Les lignes de cette matrice sont numérotées de 1 à 4. Elles correspondent aux quatre niveaux de notre variable factor, avec le niveau 1 qui doit nécessairement correspondre à la situation de référence, donc au contrôle.

Les colonnes de cette matrice correspondent aux trois variables indicatrices \(I_1\), \(I_2\) et \(I_3\) de l’équation au dessus. Nous voyons que pour une individu contrôle, de niveau 1, les trois \(I_i\) prennent la valeur 0. Nous sommes bien dans la situation de référence. En d’autres terme, le modèle de base est ajusté sur la moyenne des individus contrôle. Notre modèle se réduit à : \(y = \beta_1 + \epsilon\). Donc, seule la moyenne des individus contrôles, \(\beta_1\) est considérée, en plus des résidus \(\epsilon\) bien sûr.

Pour le niveau deux, nous observons que \(I_2\) vaut 1 et les deux autres \(I_i\) valent 0. Donc, cela revient à considérer un décalage constant \(\beta_2\) appliqué par rapport au modèle de référence matérialisé par \(\beta_1\). En effet, notre équation se réduit dans ce cas à : \(y = \beta_1 + \beta_2 + \epsilon\).

Le même raisonnement peut être fait pour les niveaux 3 et 4, avec des décalages constants par rapport à la situation contrôle de respectivement \(\beta_3\) et \(\beta_4\).
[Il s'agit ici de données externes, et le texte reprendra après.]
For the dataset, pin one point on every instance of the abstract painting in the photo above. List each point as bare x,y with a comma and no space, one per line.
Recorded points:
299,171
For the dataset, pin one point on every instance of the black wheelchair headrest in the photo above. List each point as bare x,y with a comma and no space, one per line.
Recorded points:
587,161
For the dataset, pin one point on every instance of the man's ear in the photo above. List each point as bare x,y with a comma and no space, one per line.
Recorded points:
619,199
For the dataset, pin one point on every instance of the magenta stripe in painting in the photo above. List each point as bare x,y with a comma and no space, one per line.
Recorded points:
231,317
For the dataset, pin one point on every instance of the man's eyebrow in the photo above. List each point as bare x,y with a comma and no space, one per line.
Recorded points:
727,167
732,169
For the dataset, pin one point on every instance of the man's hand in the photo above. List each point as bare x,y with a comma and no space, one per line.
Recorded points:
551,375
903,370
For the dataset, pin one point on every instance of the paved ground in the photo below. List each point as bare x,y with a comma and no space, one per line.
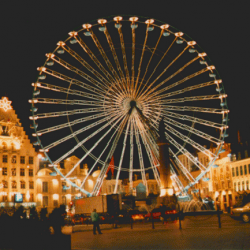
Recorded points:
197,233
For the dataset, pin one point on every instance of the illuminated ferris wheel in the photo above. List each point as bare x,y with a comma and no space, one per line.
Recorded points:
104,90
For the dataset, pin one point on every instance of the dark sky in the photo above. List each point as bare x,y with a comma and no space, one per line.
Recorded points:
29,29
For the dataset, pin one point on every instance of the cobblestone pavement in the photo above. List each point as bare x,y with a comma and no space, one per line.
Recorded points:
201,232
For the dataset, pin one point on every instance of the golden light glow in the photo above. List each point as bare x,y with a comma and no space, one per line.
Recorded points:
150,21
60,43
202,54
73,33
191,43
102,21
178,34
133,19
117,18
87,26
211,67
164,26
5,104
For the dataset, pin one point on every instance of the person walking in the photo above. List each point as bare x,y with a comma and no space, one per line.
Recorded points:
95,219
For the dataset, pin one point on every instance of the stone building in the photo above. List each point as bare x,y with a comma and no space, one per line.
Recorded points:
27,172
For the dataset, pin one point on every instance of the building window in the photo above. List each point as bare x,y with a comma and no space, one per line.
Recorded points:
5,184
13,159
22,172
31,160
4,171
22,159
13,171
5,158
45,187
241,170
55,203
13,184
237,171
31,185
45,201
22,184
31,197
30,172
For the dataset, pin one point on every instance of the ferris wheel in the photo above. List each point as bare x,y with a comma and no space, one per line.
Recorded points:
104,90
En d’autres termes, les contrastes qui sont construits ici font tous référence au contrôle, et chaque médicament est explicitement comparé au contrôle (mais les médicaments ne sont pas comparés entre eux). Nous voyons donc que les variables indicatrices et la matrice de contrastes permettent de spécifier quelles sont les contrastes pertinents et éliminent ceux qui ne le sont pas (nous n’utilisons donc pas systématiquement toutes les comparaisons deux à deux des différents niveaux6).

3.3.1 Contraste orthogonaux

Les contrastes doivent être de préférence orthogonaux par rapport à l’ordonnée à l’origine, ce qui signifie que la somme de leurs pondérations doit être nulle pour tous les contrastes définis (donc, en colonnes). Bien que n’étant pas obligatoire, cela confère des propriétés intéressantes au modèle (l’explication et la démonstration sortent du cadre de ce cours). Or, les contrastes de type traitement ne sont pas orthogonaux puisque toutes les sommes par colonnes vaut un.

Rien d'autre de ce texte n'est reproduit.